Yes, I know I´m taking a risk by running as admin, but there also has to be a balance between usability and security. For me, it was just too damned annoying to run as non-admin.

I did not know this, I´ve checked it out quickly, and it does seem to be something I might use.

 

Sorry, can't comment that since I haven't tried that.

One more reason to apply the LUA/SRP approach.

I think you were implementing it incorrectly as already mentioned here.

Regarding usability: I'm increasingly finding myself reading with disbelief lenghty threads here on Wilders on topics like, e.g., how to make Defense+ less talkative, or how to "optimize" the security provided by a certain HIPS by manually adding umpteen registry keys (which, in turn, will make it more talkative, of course), or why HIPS A is better than HIPS B (without presenting real evidence), or why security tool A should be added to HIPS B in order to cover really all security holes, or ... etc. etc. After all, it's all about the desperate attempt to fix holes that wouldn't exist if most people here weren't permanently logged on as admin.

I understand that it might be fun to participate in all those discussions, and they might even be something like an intellectual challenge - but they have nothing to do with a sound, easy to handle and usable security strategy.

A LUA/SRP approach, on the other hand, has to be implemented just once, and if you follow the recommendations presented here and in the SuRun thread you will be used to it in a couple of days - and it won't be necessary to fiddle around with countless settings in I-don't-know-how-many security tools. That's what I call usability.

 

Yes I know, but eventhough I´m paranoid, I won´t do it any cost. Things must not become annoying. And besides, my latest machine is now 2,5 years old and has never been infected. Well, if it is, it can only be some higly advanced, almost undetectable rootkit. But this can´t be just pure luck, I must be doing something right. What I´m trying to say is, that even as admin, you can stay safe with the right security tools, some knowledge, and common sense.

Yes this is true, but I still think that HIPS are useful even on non-admin accounts.

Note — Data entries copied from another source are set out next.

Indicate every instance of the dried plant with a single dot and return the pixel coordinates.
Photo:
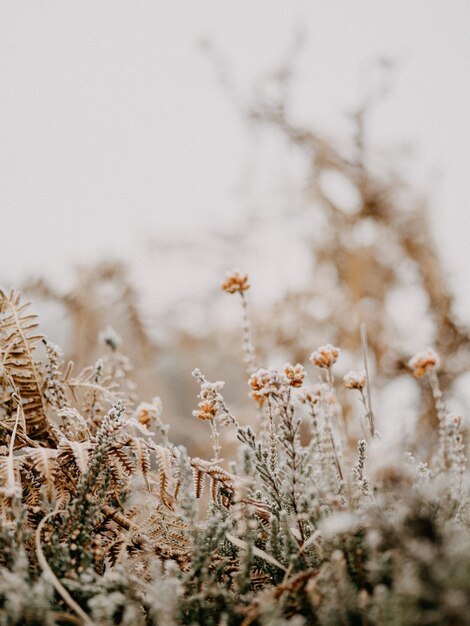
(104, 520)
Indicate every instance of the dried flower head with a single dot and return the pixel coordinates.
(454, 421)
(110, 338)
(314, 394)
(207, 410)
(236, 283)
(148, 413)
(295, 374)
(325, 356)
(355, 380)
(264, 382)
(423, 362)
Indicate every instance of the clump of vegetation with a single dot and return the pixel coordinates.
(105, 521)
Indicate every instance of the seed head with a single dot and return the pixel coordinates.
(295, 374)
(325, 356)
(423, 362)
(355, 380)
(235, 283)
(264, 382)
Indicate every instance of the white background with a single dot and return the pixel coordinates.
(114, 128)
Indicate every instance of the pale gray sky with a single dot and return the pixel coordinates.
(113, 127)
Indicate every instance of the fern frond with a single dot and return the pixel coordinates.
(18, 339)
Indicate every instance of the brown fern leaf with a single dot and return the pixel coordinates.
(164, 466)
(119, 458)
(44, 463)
(17, 345)
(198, 477)
(142, 458)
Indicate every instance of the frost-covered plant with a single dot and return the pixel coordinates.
(103, 520)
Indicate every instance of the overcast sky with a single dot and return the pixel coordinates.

I have to say that I have tried it , and it does make you feel a bit safer knowing that apps can´t do anything that they like, even when they manage to bypass your HIPS.

 

I agree with you Tlu on all the security software. I was trying out this and that just mainly to see how it works, but in reality, LUA and a good AV is all I really needed. Costs less and my puter isnt bogged down. I guess you can call LUA a poor man's HIPS.

 

Or maybe LUA, AV and Defencewall and SAS Pro and.......Oh! here I go again.

 

I would call it a clever (wo)man's HIPS.